The respondents, in an affidavit of the Village Administrator of the Village of Greenport, explained that the Village's water system was operated by the Village, and that the utility billing was done by village employees. While the respondents have steadfastly asserted that "Greenport Utilities" does not exist as an independent entity, "Greenport Utilities" is the name listed on the utility bills which, according to the Village Administrator, were sent to customers by village employees. Therefore, "Greenport Utilities" is the name under which the Village conducts business and under which it holds itself out as a provider of utility services (see Ober v Rye Town Hilton, 159 AD2d at 20-21; Creative Cabinet Corp. of Am. v Future Visions Computer Store, 140 AD2d at 484). Thus, by naming "Greenport Utilities, a Department of the Incorporated Village of Greenport," as a respondent/defendant in this matter, the petitioner fairly apprised the Village that it was the party that the proceeding and action was intended to affect; based upon the Village's undisputed use of the name "Greenport Utilities," the Village could not possibly have been misled as to whether it was or was not the intended party.

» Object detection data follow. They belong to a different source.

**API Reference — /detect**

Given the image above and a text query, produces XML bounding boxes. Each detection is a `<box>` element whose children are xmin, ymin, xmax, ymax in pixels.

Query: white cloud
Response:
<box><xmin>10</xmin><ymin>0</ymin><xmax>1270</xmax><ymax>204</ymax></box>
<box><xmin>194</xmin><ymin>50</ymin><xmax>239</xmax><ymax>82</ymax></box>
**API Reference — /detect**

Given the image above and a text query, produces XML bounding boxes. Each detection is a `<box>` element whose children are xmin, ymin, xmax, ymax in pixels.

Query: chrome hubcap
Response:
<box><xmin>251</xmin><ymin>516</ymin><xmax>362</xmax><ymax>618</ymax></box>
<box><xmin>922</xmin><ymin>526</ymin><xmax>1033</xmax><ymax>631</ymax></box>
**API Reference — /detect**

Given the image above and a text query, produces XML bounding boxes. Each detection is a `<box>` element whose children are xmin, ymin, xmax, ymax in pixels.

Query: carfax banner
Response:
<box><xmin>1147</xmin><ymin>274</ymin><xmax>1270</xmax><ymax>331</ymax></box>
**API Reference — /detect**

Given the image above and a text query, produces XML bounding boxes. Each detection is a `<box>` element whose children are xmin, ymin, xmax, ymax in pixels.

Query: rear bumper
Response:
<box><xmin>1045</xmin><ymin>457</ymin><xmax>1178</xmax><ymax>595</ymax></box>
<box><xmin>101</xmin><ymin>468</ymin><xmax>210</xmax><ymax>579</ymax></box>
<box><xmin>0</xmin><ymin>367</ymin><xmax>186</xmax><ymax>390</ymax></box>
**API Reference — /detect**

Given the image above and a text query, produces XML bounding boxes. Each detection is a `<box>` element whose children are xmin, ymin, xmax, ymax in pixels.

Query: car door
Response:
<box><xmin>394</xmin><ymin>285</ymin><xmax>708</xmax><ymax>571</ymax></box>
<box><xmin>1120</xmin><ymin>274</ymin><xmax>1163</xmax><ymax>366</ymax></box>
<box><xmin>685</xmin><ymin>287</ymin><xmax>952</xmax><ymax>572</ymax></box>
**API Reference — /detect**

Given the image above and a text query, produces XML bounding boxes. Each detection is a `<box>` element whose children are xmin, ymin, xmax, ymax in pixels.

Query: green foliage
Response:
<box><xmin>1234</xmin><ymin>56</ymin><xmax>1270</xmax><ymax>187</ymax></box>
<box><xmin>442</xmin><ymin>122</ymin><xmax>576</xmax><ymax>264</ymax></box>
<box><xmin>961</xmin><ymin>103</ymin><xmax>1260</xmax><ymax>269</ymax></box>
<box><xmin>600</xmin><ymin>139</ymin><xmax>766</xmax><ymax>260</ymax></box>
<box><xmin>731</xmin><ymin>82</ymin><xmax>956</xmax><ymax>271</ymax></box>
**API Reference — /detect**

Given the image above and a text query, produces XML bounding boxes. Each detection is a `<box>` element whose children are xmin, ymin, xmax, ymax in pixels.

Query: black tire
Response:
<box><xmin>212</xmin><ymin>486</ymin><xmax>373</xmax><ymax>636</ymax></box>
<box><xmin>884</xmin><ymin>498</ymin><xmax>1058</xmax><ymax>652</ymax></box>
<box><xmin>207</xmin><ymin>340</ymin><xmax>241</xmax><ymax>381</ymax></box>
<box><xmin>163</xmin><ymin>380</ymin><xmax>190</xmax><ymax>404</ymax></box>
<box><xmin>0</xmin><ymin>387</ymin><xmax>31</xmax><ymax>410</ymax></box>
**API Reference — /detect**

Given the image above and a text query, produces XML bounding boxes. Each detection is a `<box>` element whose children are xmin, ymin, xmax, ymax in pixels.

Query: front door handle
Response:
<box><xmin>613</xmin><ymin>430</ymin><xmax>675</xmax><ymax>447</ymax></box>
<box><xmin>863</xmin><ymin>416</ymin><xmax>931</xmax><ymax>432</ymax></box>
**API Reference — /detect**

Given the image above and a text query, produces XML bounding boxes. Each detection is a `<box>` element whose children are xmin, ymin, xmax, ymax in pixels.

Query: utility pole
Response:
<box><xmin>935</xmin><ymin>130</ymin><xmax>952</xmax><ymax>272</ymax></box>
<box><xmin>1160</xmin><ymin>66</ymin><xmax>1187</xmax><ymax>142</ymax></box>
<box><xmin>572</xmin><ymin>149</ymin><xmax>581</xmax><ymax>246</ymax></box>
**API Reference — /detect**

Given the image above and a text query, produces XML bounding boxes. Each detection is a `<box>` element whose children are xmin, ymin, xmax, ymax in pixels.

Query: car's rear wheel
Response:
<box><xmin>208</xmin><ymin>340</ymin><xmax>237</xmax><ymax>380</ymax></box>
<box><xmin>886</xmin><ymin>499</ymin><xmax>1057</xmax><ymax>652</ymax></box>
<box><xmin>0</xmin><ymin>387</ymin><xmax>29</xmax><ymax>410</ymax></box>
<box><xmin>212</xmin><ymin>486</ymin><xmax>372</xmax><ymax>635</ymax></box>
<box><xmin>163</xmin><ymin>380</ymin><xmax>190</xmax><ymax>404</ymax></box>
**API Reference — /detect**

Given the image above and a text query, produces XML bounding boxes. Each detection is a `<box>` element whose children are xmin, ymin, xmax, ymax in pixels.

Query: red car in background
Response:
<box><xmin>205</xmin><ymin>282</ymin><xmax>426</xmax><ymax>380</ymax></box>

Moreover, it is undisputed that the petition/complaint was served upon the Village, as conceded by the Village Administrator (see Holster v Ross, 45 AD3d at 642; Lewis v R.H. Macy & Co., 213 AD2d 605 [1995]; cf. Smith v Giuffre Hyundai, Ltd., 60 AD3d 1040, 1041-1042 [2009]). Therefore, the petitioner's application pursuant to CPLR 305 (c) for leave to amend the petition/complaint and caption should have been granted, and that branch of the respondents' motion which was to dismiss the [*3]petition/complaint for failure to state a cause of action insofar as asserted against Greenport Utilities should have been denied (see Lewis v R.H. Macy & Co., 213 AD2d at 605-606; Ober v Rye Town Hilton, 159 AD2d at 20-21; Creative Cabinet Corp. of Am. v Future Visions Computer Store, 140 AD2d at 484; see also Holster v Ross, 45 AD3d at 643; cf. Smith v Giuffre Hyundai, Ltd., 60 AD3d at 1041-1042; Smith v Garo Enters., Inc., 60 AD3d 751 [2009]; Konstantinovic v I.T.M. Jumberca, 204 AD2d 403, 404-405 [1994]). Skelos, J.P., Covello, Balkin and Sgroi, JJ., concur.